Part One: The Supposal

Part Deux: Parental Permission

Part Three: Finger Measuring/Ring Shopping

Part D: Actual Proposal

Part One:Usually, the proposee knows a proposal is coming because she and her boyfriend have had an oblique, no-obligations, preliminary conversation about getting married, something I call “The Supposal.”

“Suppose we got married? Do you suppose that might be a good idea?”

“Sure, I suppose so.”

So the Supposal ™© precedes the proposal.

Part Deux, Parental Permission:After The Supposal, in traditional proposals, the groom asks the father of the bride for permission to marry his daughter. Once the groom obtains the dad’s permission, he concocts his big proposal plan. (Why shouldn’t the proposer have to ask the mother of the bride for her permission too? Doesn’t the wife make all the decisions in the marriage anyway? We all know she does.)

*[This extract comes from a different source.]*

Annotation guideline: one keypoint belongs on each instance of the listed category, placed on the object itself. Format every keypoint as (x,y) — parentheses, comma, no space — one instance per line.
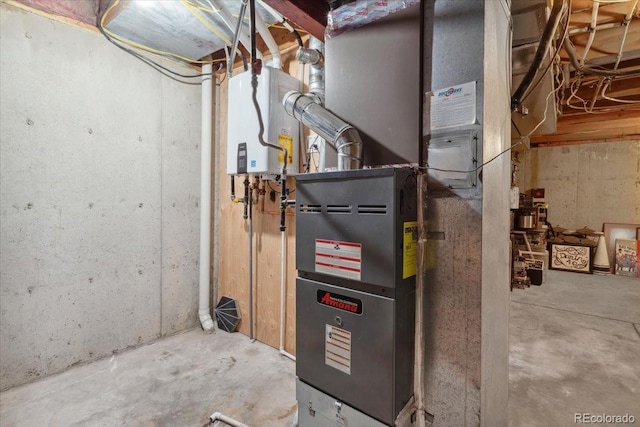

I would love to see this tradition upended: I’d love it if the woman would have to ask permission from the groom’s parents too—fair is fair, plus, just think how much more assured the couple could feel knowing that four parents approve versus only two? Yeah. Think about that.

Same-sex couples have struggled with the notion of “permission” for long enough—they have every right to adopt, reject, or redefine this tradition of permission seeking. On the one hand, perhaps both halves of any couple should ask the other half’s parents for permission; on the other hand, if marriage really is between two people—not four, not six—who says anyone needs parental permission, or any permission at all? That said, since marriage remains the only institution that joins families together (and these days our world can use all the harmony it can find), it would behoove anyone seeking to get married to have both families behind their decision.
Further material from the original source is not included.